Les ogives W-88 feront l’objet d’un plan similaire, mais pas avant 2030. On se contentera de moderniser leur mécanisme de détonation au coût de 2,6 milliards.
Il faut aussi savoir que les 14 sous-marin de classe Ohio doivent être remplacés en 2031 par 12 navires de la nouvelle classe Columbia au coût de 98 milliards. Mais les Columbia seront plus petits que les Ohio, et chaque sous-marin emportera moins de missiles. La Navy veut donc compenser ce déficit par une plus grande puissance de chaque ogive lancée. Logique, non ?
« Les deux-tiers des ogives nucléaires étant embarqués à bord de sous-marins, cette partie de la Triade est celle avec laquelle on peut prendre le moins de risques » selon la Navy.
N’oublions pas l’Air Force
Les missiles en silo ICBM Minuteman III seront bientôt remplacés par les Ground Based Strategic Deterrent (85 milliards).
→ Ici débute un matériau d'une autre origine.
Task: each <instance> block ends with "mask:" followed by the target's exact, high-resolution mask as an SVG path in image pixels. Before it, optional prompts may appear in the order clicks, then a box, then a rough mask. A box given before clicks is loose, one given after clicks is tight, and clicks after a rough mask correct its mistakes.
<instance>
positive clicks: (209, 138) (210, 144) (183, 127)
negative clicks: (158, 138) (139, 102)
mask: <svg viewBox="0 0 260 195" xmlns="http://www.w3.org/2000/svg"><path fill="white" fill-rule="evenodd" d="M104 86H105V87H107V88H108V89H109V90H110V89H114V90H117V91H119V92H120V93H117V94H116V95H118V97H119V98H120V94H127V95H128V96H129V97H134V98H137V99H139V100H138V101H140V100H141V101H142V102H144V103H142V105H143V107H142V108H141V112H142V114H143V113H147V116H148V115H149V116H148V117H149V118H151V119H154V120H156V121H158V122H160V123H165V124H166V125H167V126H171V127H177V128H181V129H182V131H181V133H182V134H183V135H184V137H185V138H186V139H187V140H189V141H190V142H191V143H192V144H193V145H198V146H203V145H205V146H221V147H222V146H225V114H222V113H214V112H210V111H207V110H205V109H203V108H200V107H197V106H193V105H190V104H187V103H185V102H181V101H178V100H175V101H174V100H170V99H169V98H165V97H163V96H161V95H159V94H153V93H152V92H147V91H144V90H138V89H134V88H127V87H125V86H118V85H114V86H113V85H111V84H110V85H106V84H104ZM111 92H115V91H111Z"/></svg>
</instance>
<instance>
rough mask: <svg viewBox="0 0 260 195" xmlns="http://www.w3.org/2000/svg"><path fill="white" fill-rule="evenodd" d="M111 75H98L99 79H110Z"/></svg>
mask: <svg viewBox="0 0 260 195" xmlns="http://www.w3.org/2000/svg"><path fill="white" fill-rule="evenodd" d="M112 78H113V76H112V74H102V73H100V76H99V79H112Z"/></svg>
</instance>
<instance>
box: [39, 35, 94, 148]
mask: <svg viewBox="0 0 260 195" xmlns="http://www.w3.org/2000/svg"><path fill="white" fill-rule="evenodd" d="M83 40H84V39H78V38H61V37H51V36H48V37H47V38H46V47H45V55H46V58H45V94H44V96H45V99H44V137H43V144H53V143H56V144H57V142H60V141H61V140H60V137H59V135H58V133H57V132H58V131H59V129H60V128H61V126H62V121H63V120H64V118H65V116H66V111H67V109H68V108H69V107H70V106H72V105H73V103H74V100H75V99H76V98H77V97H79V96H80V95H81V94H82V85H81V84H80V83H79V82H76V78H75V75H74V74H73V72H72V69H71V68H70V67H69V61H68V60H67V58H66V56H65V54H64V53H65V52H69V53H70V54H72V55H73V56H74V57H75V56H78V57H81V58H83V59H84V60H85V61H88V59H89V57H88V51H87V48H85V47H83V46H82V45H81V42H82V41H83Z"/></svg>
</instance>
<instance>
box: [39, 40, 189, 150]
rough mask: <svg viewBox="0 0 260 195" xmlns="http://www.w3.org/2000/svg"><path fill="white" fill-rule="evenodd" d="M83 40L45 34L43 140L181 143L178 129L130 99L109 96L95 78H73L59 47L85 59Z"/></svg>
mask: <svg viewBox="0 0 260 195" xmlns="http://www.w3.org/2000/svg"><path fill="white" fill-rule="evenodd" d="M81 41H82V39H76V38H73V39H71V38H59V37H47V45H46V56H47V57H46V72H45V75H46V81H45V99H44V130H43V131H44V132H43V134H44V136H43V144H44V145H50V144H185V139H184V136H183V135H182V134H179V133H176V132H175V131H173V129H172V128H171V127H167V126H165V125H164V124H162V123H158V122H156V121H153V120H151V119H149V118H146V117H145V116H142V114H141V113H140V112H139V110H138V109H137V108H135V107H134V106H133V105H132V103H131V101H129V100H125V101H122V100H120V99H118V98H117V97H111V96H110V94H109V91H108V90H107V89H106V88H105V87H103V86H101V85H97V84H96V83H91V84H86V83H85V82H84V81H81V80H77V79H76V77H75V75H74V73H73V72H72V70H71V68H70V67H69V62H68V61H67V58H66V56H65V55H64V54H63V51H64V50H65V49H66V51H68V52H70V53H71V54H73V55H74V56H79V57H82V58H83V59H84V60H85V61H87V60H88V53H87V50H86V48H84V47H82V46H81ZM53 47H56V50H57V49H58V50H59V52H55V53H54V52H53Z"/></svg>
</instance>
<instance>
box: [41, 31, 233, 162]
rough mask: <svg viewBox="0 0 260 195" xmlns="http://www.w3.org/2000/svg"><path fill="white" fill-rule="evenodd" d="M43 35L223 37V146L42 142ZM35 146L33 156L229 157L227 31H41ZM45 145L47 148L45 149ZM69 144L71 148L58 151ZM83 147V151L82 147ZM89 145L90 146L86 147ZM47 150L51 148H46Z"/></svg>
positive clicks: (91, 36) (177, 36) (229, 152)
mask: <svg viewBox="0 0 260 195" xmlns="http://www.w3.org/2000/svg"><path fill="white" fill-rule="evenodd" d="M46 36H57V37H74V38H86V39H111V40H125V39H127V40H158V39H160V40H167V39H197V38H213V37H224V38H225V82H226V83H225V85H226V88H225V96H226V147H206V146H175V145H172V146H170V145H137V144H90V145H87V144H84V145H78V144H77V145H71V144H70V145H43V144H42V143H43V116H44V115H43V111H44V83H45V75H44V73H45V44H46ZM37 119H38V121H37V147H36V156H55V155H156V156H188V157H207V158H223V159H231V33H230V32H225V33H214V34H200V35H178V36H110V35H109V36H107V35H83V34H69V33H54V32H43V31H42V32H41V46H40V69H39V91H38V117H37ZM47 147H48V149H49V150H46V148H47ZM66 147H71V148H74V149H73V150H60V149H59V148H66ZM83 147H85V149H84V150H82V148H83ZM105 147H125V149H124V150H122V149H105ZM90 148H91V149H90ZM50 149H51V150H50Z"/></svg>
Les bombardiers B-52 et B-2 sont remplacés par les B-21 Raiders au coût de 97 milliards. Évidement, il faudra adapter les ogives en conséquence, mais ça ne devrait coûter que 20 milliards.
« Le but de la Triade, c’est qu’aucun adversaire ne puisse s’imaginer lancer une attaque qui empêcherait les États-Unis de riposter » selon le Lt. Col. Uriah Orland de l’Air Force.
L’administration prétend que la production de l’ogive W-93 ne fera pas augmenter le nombre total d’ogives déployées. Le Pentagone décidera quelle ogive actuelle sera retirée de l’arsenal. Il est aussi affirmé que la mise au point de la W-93 ne fera pas l’objet de tests nucléaires.